How much did you buy your bow for and where? I was looking at it at Jays in Gaylord but they want top dollar.
_Posted via Mobile Device_


----------



## KalamazooKid (Jun 20, 2005)

Yea, I was in there a few days ago too .... what, $869 there? At my shop in Kazoo they are $829 (I think a little better for us "preferred" customers).


----------



## sullyxlh (Oct 28, 2004)

$799 if ya shop around.


----------



## ENCORE (Sep 19, 2005)

With the numbers of people wanting the bow, you'll definately have to look around for the best price.

However, might I suggest that you purchase from a local pro shop that you trust and like. Service will be much better and a whole lot easier if you purchase somewhere close.

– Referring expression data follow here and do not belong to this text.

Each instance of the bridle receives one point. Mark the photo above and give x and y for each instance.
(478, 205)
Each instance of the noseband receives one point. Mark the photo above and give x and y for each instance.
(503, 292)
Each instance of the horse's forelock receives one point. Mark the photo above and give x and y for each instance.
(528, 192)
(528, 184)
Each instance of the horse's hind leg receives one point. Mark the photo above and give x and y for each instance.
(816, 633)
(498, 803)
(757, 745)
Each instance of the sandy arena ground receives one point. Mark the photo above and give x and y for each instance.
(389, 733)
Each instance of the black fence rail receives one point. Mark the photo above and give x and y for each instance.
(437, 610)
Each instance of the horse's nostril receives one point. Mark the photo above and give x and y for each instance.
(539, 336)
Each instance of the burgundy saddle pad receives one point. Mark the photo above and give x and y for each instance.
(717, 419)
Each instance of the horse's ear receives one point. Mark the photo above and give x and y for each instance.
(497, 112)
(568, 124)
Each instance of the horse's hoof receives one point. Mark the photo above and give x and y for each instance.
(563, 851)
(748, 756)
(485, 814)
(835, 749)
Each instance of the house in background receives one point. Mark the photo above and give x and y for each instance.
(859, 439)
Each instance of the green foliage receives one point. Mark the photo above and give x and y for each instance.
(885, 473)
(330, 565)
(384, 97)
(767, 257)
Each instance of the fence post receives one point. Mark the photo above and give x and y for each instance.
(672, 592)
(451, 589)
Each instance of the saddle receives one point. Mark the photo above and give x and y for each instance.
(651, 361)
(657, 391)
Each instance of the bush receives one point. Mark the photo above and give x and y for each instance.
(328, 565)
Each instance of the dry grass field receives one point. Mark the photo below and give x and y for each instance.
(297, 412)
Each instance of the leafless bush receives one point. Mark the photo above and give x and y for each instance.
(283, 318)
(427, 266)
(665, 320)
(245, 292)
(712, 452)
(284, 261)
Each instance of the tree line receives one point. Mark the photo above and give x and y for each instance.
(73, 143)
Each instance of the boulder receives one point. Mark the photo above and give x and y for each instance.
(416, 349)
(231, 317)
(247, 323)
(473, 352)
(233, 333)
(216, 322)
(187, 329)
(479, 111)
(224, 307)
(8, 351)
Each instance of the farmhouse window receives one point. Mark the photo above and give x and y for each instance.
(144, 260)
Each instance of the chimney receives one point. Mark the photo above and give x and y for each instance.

There's a lot of owners out there that need to make a living in small shops.

Set it up right and you're going to love the bow!


----------



## goodworkstractors (Aug 7, 2007)

I bought mine at Kruzienga's for $829. The price tag actually said $789 although I know they must have made mistake and mis-marked it. I could have complained, but the local shop's gotta make a living. They provide great service and are great guys over there. I recommend them.


----------



## Firefighter (Feb 14, 2007)

You can find them as low as 729. Call around.


----------



## srconnell22 (Aug 27, 2007)

My girlfriend paid $665 for mine!


----------



## ENCORE (Sep 19, 2005)

srconnell22 said:


> My girlfriend paid $665 for mine!


Someone's going to ask the question, so it might as well be Encore..... "She got a sister?" Better hang on to that girl !!


----------



## HunterHads (Jun 28, 2005)

$665! Ummmm where!?!?
_Posted via Mobile Device_


----------



## KalamazooKid (Jun 20, 2005)

srconnell22 said:


> My girlfriend paid $665 for mine!


OK, that's it ..... note to self .... send the wife/girlfriend in to get next bow.


----------



## srconnell22 (Aug 27, 2007)

ENCORE said:


> Someone's going to ask the question, so it might as well be Encore..... "She got a sister?" Better hang on to that girl !!


Yes, but they are all married. Sorry! 



KalamazooKid said:


> OK, that's it ..... note to self .... send the wife/girlfriend in to get next bow.


Yep! One of the many perks!


----------



## rattletot (Feb 19, 2009)

$665:help: I would have never purchased a Mission Voyager for $600
our Mathew's dealer up here is $879 msrp is $899 on the Z7...lol


----------



## BuckRubnMI (Sep 5, 2008)

I'm starting to see them show up on AT classifieds already so that might be another option. There's one listed now for $725. I would buy locally though and brand new. The shop by me wants $859 I believe.


----------



## brushbuster (Nov 9, 2009)

I bought mine at Jays in Gaylord. By the time i drive down state or T.C i spent at least 3 hrs and 30-60 in gas. I have to purchase on layaway and then get it set up and if something breaks... I just spent way more then i would have if i bought at Jays in Gaylord. So i bought it at the Gaylord Jays. Thats the price i pay for living in the north.


----------